Quilt Artist Uses African Fabrics to Create Warm Portraits

by Diana I

You cannot miss the beautiful quilts that artist Bisa Butler creates. She draws from various patterned and vibrant fabrics and textiles, often pulled from the African continent, to create portraits of people.

The Quilt Portraits Art

Instead of focusing on celebrities or historical figures from history to create a profit, Butler’s work focuses on everyday people.

You won’t find her quilts using representational colors as she favors using layered jewel tones with different hues to form skin colors. Butler often focuses on minority cultures and populations, grouping figures together in her finished pieces to develop a robust silhouette.

Butler Has Always Focused on Creating Portraits

Bisa Butler says that she has always been fascinated by the idea of a portrait in modern art. According to the information posted on her website, her love of the everyday person started with her grandmother. They would look through the old family photo albums together, talking about the stories of the people they found there.

Butler says that she was the girl who wanted to hear the tales of every picture that got stored in those albums. It is a curiosity that stayed with her even today. She often starts a quilt by having a black and white photo to serve as the foundation of the work. That’s what allows her to craft such an incredible story with each stitch.

The artist learned her craft by studying fine art at Howard University. She started using fabrics in her paintings while attending the institution, eventually converting to quilting as a way to continue making art while starting a family. Butler says that she didn’t want to expose her daughter to potentially toxic fumes or materials with her other endeavors.

You can see her work at the Claire Oliver Gallery. Butler was born in New Jersey, but she is currently living and working out of Brooklyn. More information is available on her Instagram.

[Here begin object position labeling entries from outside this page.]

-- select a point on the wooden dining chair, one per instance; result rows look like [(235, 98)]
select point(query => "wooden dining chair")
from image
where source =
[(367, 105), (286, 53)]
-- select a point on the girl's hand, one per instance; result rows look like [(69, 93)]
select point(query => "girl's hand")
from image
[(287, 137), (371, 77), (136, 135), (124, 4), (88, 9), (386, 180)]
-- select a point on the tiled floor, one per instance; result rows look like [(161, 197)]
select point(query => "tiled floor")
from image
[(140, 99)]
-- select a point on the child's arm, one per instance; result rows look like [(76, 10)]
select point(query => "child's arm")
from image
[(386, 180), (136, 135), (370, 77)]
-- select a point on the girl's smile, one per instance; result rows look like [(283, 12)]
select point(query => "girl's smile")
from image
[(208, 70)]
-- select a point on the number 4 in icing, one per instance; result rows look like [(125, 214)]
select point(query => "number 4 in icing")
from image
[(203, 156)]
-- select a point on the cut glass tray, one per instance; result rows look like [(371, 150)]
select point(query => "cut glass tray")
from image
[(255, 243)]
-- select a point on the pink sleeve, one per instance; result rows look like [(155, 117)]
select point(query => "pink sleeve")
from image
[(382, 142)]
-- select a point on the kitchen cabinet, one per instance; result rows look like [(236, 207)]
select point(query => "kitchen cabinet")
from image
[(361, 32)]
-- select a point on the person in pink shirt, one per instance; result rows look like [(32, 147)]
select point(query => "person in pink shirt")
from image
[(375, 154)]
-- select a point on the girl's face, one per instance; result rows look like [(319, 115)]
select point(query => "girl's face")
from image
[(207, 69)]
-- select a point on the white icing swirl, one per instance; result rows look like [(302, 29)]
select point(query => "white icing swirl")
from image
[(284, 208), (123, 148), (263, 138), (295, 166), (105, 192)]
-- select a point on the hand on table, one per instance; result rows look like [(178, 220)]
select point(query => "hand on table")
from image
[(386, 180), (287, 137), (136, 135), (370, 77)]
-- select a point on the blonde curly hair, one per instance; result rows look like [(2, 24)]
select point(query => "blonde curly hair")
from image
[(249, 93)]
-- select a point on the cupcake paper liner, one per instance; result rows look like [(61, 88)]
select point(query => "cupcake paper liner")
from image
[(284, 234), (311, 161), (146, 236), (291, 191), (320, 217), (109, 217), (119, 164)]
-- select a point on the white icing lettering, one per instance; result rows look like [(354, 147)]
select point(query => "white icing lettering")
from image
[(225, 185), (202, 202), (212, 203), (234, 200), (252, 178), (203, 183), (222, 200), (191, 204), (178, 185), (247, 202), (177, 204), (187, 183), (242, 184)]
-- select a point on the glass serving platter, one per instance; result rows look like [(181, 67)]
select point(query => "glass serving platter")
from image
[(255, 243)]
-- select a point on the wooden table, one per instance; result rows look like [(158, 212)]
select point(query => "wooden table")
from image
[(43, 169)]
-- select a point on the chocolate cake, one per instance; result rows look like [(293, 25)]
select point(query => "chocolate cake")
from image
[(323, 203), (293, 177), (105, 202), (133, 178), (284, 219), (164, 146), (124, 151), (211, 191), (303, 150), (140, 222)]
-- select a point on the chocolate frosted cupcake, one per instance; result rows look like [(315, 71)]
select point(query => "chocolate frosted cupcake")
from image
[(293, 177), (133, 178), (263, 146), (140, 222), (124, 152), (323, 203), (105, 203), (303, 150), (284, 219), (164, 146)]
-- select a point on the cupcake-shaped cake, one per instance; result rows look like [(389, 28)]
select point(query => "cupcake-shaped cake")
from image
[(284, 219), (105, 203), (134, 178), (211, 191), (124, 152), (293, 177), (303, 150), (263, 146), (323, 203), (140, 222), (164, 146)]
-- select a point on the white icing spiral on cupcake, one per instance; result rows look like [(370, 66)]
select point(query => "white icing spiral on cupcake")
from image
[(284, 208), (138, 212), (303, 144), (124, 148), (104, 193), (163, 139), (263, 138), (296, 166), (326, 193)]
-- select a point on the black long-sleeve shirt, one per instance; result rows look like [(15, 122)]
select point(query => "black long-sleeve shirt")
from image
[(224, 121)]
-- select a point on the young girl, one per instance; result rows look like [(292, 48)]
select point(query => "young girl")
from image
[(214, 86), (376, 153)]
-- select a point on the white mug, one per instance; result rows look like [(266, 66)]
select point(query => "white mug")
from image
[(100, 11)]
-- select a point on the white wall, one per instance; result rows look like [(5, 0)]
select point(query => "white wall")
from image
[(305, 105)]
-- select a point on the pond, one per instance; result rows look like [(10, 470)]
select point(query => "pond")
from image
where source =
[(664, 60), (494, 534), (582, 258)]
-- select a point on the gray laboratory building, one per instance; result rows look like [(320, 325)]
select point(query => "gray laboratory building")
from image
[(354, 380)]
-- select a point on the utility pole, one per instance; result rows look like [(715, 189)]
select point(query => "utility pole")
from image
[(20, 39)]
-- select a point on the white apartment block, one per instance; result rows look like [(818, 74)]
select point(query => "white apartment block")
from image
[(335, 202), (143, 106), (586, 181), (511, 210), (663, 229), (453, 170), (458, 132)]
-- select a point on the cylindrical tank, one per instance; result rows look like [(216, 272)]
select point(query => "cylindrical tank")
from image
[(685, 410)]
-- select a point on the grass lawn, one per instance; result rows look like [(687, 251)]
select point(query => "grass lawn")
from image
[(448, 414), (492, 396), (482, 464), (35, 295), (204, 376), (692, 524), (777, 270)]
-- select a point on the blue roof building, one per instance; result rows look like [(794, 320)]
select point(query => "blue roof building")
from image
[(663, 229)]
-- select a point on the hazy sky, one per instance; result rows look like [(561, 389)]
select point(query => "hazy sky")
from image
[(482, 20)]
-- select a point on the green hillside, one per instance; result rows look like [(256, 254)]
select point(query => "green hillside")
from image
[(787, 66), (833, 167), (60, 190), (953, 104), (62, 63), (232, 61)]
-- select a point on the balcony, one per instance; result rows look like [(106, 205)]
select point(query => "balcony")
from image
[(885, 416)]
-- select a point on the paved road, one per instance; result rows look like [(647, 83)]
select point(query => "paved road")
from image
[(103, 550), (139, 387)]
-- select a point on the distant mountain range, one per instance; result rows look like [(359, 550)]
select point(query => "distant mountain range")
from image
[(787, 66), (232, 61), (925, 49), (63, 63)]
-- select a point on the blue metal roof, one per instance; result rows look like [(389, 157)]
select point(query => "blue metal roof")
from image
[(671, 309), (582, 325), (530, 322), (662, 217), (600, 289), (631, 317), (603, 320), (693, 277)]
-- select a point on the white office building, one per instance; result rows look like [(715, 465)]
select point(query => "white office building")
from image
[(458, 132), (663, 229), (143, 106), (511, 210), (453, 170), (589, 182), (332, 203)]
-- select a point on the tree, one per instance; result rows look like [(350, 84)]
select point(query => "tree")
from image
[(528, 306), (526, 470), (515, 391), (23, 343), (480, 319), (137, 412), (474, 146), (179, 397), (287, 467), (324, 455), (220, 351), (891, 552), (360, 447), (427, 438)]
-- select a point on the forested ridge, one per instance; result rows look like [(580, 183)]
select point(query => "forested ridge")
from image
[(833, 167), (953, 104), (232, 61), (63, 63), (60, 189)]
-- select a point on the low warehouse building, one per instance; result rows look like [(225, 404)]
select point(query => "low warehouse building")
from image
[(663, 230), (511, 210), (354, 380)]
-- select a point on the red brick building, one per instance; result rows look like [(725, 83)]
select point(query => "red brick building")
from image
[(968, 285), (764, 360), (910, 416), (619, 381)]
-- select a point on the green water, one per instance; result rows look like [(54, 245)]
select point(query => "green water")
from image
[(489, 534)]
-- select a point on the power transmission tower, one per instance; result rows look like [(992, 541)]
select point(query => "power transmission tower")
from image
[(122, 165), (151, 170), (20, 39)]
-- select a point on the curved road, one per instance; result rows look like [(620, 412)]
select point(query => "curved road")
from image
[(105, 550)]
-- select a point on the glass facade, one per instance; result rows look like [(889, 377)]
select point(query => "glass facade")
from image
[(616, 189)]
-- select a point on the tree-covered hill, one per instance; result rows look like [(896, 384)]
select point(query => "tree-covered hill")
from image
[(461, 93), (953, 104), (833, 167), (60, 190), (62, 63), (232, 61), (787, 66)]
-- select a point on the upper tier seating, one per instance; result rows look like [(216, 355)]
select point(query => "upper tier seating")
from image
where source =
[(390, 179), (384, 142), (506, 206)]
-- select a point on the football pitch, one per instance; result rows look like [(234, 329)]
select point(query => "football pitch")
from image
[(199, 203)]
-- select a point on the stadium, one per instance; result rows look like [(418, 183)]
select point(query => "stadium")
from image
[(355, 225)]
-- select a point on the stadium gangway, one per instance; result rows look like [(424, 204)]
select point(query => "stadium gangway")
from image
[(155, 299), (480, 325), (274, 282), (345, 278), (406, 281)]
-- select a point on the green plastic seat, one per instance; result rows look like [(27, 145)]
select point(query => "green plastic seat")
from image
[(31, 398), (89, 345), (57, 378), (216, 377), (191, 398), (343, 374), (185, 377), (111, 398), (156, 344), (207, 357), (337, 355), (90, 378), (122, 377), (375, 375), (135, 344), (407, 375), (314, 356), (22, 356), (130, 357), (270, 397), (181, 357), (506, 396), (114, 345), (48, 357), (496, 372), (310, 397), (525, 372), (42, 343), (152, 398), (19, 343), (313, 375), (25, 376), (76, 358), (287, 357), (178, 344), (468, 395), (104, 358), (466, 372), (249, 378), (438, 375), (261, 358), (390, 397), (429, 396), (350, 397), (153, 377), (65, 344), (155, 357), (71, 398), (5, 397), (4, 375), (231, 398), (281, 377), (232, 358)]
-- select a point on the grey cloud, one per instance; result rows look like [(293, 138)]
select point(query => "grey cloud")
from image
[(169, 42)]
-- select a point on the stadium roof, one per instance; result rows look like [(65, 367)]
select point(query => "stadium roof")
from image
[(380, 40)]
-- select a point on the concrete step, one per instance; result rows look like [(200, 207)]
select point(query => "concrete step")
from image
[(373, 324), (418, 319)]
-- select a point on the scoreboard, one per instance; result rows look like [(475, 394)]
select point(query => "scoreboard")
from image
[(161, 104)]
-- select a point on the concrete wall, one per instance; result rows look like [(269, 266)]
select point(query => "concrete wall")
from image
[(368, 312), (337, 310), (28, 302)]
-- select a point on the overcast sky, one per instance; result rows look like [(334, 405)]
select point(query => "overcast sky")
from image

The Artist Wants to Tell Her Story

Butler says that she is telling the African-American story through the quilts she designs and produces. She believes that history is each person’s story, but the narrative that people see is controlled by the author who holds the pen, keyboard, or needle.

She says that her community has suffered from marginalization for centuries. Even though African-Americans have been beside their white counterparts for all of the country’s pivotal moments, they don’t receive the credit they deserve for their contributions.

Butler says that “our contributions and perspectives have been ignored, unrecorded, and lost.” She points out that it was only a few years ago that historians acknowledged that the White House, America’s grandest home where the President resides, was initially built by slaves.

That means right there, in the seat of power, African-Americans were contributing their names to history by creating something incredible.

The White House stands for the power of freedom and democracy, but its creators are conveniently forgotten because they didn’t receive the same right to pursue their dreams.

Her Subjects Have No Names or Captions

Butler doesn’t use names or captions for her work because she wants people to remember the fact that people have forgotten about this part of the culture. The individuals you see on her quilts are the African-Americans who come from an “ordinary walk of life.” You might have seen them sit for a formal portrait or be documented by a passing photographer, but you wouldn’t have known who they were.

“The unknown stories fascinate me,” Butler says. “I feel these people. I know these stories because I have grown up with them my whole life.”

In her artist statement for the gallery, Butler talks about her Aunt Shiela, whose family left their home for Chicago in the 1940s. Her father left Ghana in 1960 to study in the United States. He brought a briefcase with him that contained one shirt and a pair of pants.

Butler says that she knows about the pride that comes from hard work because that’s where she grew up. Her portraits show the quiet dignity of each person because they partially reflect who she is as a person.

Quilting feels right because that’s what African-Americans have been doing almost every day since they were forced to come to this country centuries ago. They had to make do with fabric scraps to create what they needed. When you invest in Butler’s work, you’re adding a new chapter to the stories that her people have been developing for so long.